# Need help identifying these cute little guys.



## Xenoterranos (Mar 14, 2007)

I purchased three of these little guys from a reputable Cichlid dealer, so I'm fairly certain they're not hybrids. The problem is that he (the store owner) hadn't labeled the tank yet, so I don't know exactly what these are. He mentioned that they where some kind of Mbuna, and I think I heard him say they where some kind of Lab...I was waaaaaay to excited to remember pretty much anything that day ( I got 9 new cichlids that day  )

So, can anyone tell me what kind of fish these little guys are? The photos are a touch blurry, but if it helps, they're orange (not yellow like a Yellow Lab) and look "dusty", as if someone took a quick pass over them with a can of black or dark blue spray paint.

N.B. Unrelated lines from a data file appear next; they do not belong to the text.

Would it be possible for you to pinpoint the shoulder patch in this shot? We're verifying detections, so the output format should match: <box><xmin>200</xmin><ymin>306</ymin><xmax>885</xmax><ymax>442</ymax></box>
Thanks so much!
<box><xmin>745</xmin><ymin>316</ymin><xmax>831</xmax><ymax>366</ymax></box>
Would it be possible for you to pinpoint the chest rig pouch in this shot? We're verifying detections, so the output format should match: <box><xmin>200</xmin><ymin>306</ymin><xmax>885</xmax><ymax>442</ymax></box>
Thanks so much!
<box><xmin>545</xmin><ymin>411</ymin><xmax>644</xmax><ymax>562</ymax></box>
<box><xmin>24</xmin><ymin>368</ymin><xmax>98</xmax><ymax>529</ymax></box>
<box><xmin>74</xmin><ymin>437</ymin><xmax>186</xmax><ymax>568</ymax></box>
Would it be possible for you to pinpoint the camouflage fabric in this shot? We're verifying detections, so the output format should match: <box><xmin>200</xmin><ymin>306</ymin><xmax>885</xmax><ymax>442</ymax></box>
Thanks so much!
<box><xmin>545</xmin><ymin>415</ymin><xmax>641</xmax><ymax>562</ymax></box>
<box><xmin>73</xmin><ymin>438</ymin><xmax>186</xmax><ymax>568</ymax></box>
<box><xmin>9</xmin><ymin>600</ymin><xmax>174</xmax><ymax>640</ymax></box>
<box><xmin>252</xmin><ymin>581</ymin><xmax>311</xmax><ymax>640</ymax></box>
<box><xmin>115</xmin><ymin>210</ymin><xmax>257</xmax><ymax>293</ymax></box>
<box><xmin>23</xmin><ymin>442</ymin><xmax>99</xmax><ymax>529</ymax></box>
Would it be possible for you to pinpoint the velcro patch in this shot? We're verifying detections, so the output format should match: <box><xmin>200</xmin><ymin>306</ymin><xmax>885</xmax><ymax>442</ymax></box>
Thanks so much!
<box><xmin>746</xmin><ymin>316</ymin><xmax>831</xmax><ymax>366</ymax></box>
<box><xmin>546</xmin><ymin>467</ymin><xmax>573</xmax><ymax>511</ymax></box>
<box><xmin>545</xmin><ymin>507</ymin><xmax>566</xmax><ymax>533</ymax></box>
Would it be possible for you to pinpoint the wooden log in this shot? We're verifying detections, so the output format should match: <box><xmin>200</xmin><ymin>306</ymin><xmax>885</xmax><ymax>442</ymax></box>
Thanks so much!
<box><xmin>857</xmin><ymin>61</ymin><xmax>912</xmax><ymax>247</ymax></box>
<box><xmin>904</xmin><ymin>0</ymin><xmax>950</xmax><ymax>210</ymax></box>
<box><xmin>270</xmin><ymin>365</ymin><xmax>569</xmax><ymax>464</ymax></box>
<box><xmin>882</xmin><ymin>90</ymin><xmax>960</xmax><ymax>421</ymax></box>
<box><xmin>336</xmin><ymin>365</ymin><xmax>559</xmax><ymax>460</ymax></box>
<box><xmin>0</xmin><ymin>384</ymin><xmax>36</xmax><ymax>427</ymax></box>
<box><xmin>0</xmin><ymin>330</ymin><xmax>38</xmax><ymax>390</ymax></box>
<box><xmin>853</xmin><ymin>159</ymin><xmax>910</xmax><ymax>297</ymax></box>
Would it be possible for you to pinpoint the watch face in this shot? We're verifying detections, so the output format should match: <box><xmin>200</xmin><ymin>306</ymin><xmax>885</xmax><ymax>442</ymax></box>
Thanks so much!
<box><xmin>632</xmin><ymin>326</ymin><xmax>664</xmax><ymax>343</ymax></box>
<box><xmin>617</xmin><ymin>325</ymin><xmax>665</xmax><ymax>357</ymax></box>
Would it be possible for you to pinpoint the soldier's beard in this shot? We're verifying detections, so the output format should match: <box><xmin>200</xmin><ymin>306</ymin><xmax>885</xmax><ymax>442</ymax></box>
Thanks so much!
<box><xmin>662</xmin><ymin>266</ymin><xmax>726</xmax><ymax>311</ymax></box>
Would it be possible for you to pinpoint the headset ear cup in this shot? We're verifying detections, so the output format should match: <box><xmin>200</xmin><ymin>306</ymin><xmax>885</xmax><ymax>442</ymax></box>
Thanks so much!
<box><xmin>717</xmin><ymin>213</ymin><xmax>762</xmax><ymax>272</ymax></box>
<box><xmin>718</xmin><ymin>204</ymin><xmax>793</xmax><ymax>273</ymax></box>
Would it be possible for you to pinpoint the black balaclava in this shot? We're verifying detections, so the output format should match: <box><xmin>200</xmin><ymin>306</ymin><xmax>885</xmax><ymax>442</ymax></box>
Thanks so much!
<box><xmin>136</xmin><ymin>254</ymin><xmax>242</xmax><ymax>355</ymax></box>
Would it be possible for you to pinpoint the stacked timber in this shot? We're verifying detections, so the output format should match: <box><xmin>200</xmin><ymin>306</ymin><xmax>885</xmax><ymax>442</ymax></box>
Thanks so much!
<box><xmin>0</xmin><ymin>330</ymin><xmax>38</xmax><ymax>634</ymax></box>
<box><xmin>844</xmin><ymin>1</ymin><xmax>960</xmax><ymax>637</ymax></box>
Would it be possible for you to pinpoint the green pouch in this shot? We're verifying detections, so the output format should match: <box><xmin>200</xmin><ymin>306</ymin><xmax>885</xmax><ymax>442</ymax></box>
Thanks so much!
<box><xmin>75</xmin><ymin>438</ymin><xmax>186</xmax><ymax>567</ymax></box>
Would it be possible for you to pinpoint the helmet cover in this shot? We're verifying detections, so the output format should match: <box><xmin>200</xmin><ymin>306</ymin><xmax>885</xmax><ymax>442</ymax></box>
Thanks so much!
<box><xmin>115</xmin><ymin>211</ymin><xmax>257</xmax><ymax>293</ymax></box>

http://picasaweb.google.com/randommexic ... 1500349554
http://picasaweb.google.com/randommexic ... 5795316866


----------



## gaqua (Apr 11, 2008)

Might be Msobo deep

http://www.african-cichlid.com/Msobo.htm


----------



## Xenoterranos (Mar 14, 2007)

Thanks! I went through the species profiles before, but didn't think about looking at the pics of females on the dimorphic species.

Really, thank for the help, it's been bugging me for 3 weeks now. I was thinking there whee some kind of zebra, but again didn't even think they might be females.


----------



## dielikemoviestars (Oct 23, 2007)

COULD be saulosi, but Mboso looks closer.


----------



## BenHugs (Jan 13, 2007)

I think Msobo deep male transforming???????


----------



## Sakura (Sep 7, 2007)

Looks like msobo rather than saulosi because of the shape of the forehead/mouth.


----------